Cervantes frente a la cultura simbólica de su tiempo: el testimonio de las Novelas ejemplares, nueva publicación de Julia D’Onofrio

En la España del Siglo de Oro, el mundo podía ser leído como un libro que daba señales de su autor; la naturaleza brindaba elementos suficientes para una interpretación profunda y espiritual. Para este modo de comprensión de la realidad, las imágenes constituían vehículos privilegiados de difusión de sentidos trascendentes que podían encontrarse solapados en la conducta de los animales, las características de ciertos minerales, las virtudes de las plantas, las historias antiguas y una inagotable variedad de prodigios. Frente al encanto de semejante visión del mundo, cabe señalar que en esta España contrarreformista los discursos simbólicos servían también como modo privilegiado de manipular al público para transmitir una ejemplaridad ortodoxa y conformista. En este libro se propone una lectura de la forma en que Miguel de Cervantes dialoga con las prácticas simbólicas de su sociedad con las que mantenía una relación conflictiva, cuestión que aquí se pone de relieve al analizar las problemáticas planteadas en su colección de Novelas ejemplares. Desde su arquitectura, su organización y la propuesta –manifiesta desde el prólogo y el título– de la ejemplaridad, el texto cervantino sugiere una respuesta original y disruptiva ante los discursos imperantes de su época al tiempo que muestra nuevos caminos para la lectura y la ficción. [Fuente: Editorial Eudeba]

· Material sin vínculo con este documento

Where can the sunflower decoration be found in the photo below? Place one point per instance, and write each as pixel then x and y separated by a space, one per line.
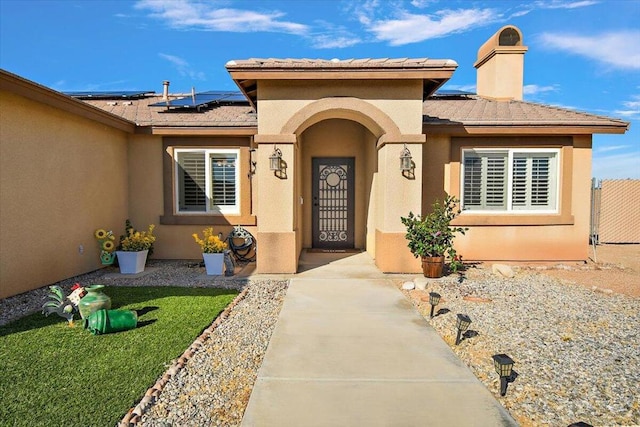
pixel 106 240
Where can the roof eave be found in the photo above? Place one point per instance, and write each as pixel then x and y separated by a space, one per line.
pixel 36 92
pixel 199 130
pixel 530 129
pixel 246 78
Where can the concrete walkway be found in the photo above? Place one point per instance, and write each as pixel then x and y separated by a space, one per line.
pixel 350 350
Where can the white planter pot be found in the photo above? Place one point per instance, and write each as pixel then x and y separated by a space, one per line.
pixel 131 262
pixel 213 263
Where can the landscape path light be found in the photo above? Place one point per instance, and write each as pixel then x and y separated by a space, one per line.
pixel 504 368
pixel 462 324
pixel 434 299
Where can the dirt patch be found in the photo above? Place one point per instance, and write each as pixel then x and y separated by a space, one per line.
pixel 610 269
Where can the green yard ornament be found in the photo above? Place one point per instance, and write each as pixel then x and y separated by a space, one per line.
pixel 108 321
pixel 62 305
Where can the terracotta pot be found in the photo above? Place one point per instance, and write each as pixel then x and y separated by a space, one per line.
pixel 433 267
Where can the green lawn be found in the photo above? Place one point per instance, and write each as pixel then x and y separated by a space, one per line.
pixel 55 375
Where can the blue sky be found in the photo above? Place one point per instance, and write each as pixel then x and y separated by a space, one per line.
pixel 583 54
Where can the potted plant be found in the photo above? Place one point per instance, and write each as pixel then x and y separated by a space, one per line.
pixel 431 237
pixel 213 248
pixel 134 248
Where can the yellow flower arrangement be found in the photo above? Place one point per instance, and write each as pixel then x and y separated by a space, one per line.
pixel 210 243
pixel 138 240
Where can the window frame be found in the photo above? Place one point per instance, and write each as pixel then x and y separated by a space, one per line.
pixel 554 187
pixel 216 210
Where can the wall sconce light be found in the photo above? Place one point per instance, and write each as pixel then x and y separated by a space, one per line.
pixel 434 299
pixel 405 160
pixel 252 163
pixel 275 159
pixel 462 324
pixel 504 368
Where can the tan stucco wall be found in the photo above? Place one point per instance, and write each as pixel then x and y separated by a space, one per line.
pixel 278 101
pixel 146 189
pixel 331 118
pixel 501 77
pixel 513 237
pixel 62 177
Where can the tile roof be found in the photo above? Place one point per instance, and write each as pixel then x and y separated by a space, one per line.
pixel 304 63
pixel 139 112
pixel 437 111
pixel 474 110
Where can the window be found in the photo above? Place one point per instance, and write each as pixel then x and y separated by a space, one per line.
pixel 207 181
pixel 512 180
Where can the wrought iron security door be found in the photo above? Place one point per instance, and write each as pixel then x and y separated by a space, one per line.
pixel 333 202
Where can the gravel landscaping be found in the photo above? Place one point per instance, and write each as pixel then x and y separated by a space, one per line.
pixel 577 351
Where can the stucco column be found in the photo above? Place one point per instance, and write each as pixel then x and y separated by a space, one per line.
pixel 398 194
pixel 276 236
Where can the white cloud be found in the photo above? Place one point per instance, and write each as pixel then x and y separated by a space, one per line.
pixel 615 49
pixel 535 89
pixel 611 148
pixel 183 67
pixel 631 108
pixel 332 41
pixel 412 28
pixel 561 4
pixel 616 166
pixel 186 14
pixel 422 3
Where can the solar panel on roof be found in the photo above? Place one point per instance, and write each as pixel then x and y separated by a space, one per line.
pixel 109 94
pixel 201 99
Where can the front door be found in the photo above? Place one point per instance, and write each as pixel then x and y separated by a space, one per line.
pixel 333 202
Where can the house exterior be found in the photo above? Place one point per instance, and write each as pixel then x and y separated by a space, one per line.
pixel 335 130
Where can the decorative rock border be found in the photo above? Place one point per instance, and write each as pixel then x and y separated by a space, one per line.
pixel 134 415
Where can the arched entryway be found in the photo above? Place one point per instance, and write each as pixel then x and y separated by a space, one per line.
pixel 338 161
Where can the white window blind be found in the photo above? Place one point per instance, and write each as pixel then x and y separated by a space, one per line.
pixel 510 180
pixel 223 173
pixel 485 181
pixel 207 180
pixel 191 181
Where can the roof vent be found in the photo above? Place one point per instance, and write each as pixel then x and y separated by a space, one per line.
pixel 500 65
pixel 165 90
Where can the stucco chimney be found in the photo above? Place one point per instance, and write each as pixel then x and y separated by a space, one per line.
pixel 165 90
pixel 500 65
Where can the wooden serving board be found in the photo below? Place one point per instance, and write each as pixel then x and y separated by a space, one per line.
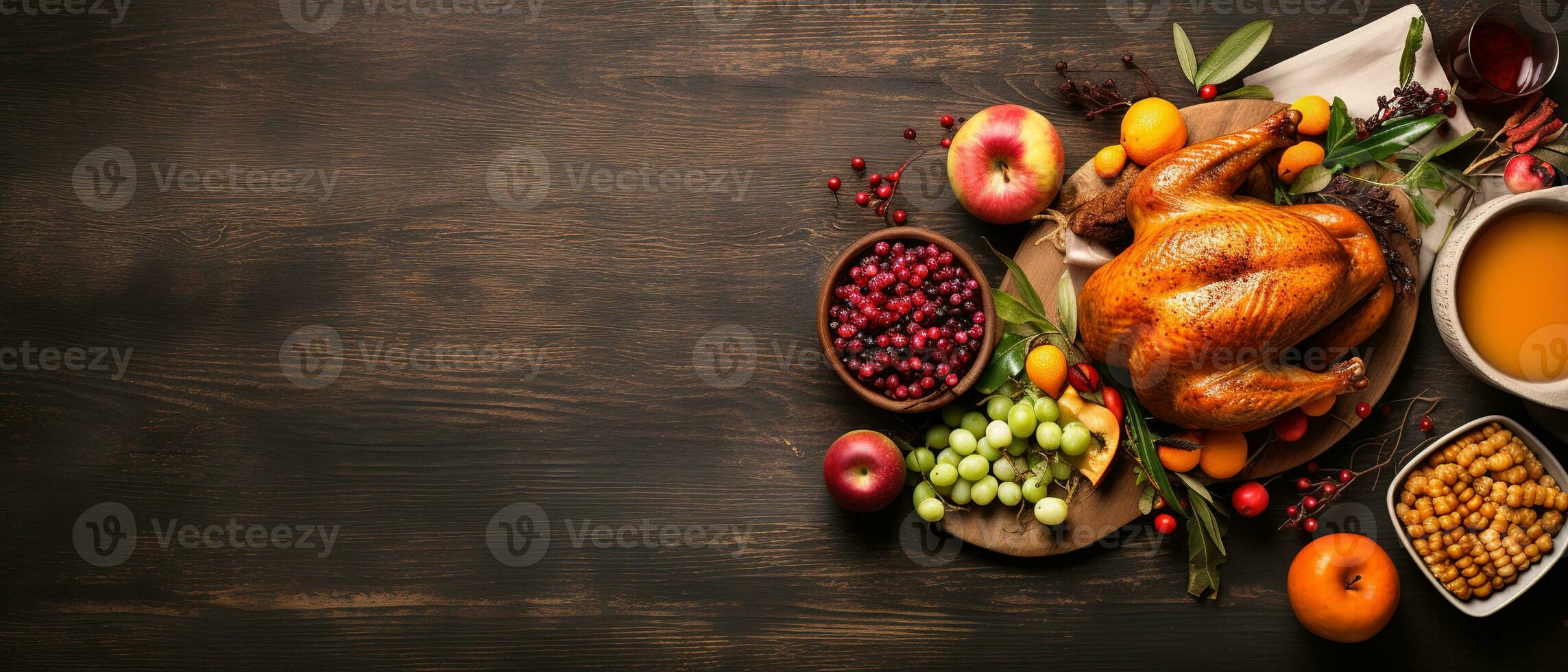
pixel 1096 513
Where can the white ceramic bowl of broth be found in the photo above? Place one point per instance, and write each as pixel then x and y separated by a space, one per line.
pixel 1539 372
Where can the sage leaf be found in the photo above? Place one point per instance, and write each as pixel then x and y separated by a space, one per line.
pixel 1197 488
pixel 1312 179
pixel 1013 311
pixel 1407 62
pixel 1067 306
pixel 1203 561
pixel 1235 52
pixel 1189 62
pixel 1144 447
pixel 1250 93
pixel 1006 362
pixel 1341 129
pixel 1026 290
pixel 1388 140
pixel 1423 207
pixel 1205 516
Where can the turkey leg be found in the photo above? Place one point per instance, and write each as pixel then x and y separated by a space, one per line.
pixel 1206 169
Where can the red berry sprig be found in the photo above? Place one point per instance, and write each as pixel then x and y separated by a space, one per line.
pixel 1323 488
pixel 1102 97
pixel 882 189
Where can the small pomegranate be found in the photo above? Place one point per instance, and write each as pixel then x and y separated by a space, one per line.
pixel 1526 173
pixel 1166 524
pixel 1250 500
pixel 1113 403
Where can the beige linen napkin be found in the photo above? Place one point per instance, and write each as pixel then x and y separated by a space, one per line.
pixel 1357 68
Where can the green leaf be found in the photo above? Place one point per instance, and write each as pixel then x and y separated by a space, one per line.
pixel 1205 516
pixel 1195 486
pixel 1144 447
pixel 1067 306
pixel 1341 129
pixel 1235 52
pixel 1250 93
pixel 1189 62
pixel 1006 362
pixel 1026 290
pixel 1407 62
pixel 1203 560
pixel 1013 311
pixel 1388 140
pixel 1426 160
pixel 1312 179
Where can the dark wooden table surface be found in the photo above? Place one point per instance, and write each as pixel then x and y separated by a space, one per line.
pixel 594 230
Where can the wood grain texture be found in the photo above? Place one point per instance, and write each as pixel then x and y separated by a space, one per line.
pixel 610 289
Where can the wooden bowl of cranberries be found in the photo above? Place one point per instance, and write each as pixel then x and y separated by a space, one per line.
pixel 905 318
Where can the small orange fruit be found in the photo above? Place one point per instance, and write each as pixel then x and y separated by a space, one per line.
pixel 1314 115
pixel 1319 406
pixel 1151 129
pixel 1048 368
pixel 1297 157
pixel 1109 162
pixel 1224 453
pixel 1177 459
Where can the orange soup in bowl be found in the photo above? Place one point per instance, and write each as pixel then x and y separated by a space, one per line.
pixel 1514 295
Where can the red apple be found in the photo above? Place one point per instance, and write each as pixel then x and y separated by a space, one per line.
pixel 863 470
pixel 1006 163
pixel 1526 173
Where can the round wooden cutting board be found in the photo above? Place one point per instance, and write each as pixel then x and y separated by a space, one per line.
pixel 1101 511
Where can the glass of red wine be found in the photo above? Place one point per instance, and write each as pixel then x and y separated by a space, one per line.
pixel 1509 52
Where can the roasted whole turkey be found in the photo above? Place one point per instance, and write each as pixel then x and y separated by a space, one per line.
pixel 1228 311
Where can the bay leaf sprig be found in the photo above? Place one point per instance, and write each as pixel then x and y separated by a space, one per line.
pixel 1228 60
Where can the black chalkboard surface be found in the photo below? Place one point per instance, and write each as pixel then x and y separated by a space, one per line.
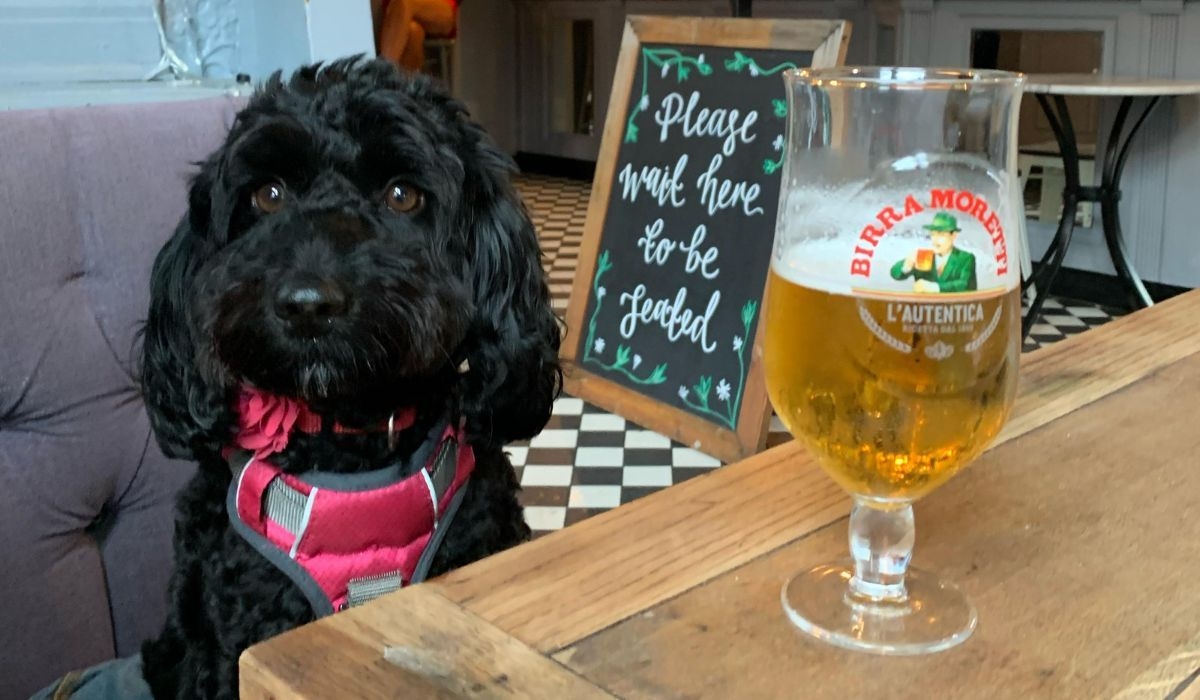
pixel 663 321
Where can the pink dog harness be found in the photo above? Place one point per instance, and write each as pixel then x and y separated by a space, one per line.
pixel 348 538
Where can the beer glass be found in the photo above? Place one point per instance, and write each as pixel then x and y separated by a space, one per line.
pixel 893 322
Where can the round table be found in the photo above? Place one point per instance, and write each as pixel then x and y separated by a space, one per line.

Julia D’Onofrio es doctora en Letras por la Universidad de Buenos Aires e investigadora adjunta del Consejo Nacional de Investigaciones Científicas y Técnicas (Conicet), con sede de trabajo en el Instituto de Filología y Literaturas Hispánicas “Dr. Amado Alonso” de la Universidad de Buenos Aires. Se dedica a la literatura del Siglo de Oro español con especial interés en la emblemática y demás discursos simbólicos del periodo; su tesis de doctorado estuvo dedicada a las Novelas ejemplares de cervantes, autor sobre el que se centran sus trabajos. Es Jefa de Trabajos Prácticos en la cátedra de Literatura Española II (Siglo de Oro) en la Facultad de Filosofía y Letras de la UBA.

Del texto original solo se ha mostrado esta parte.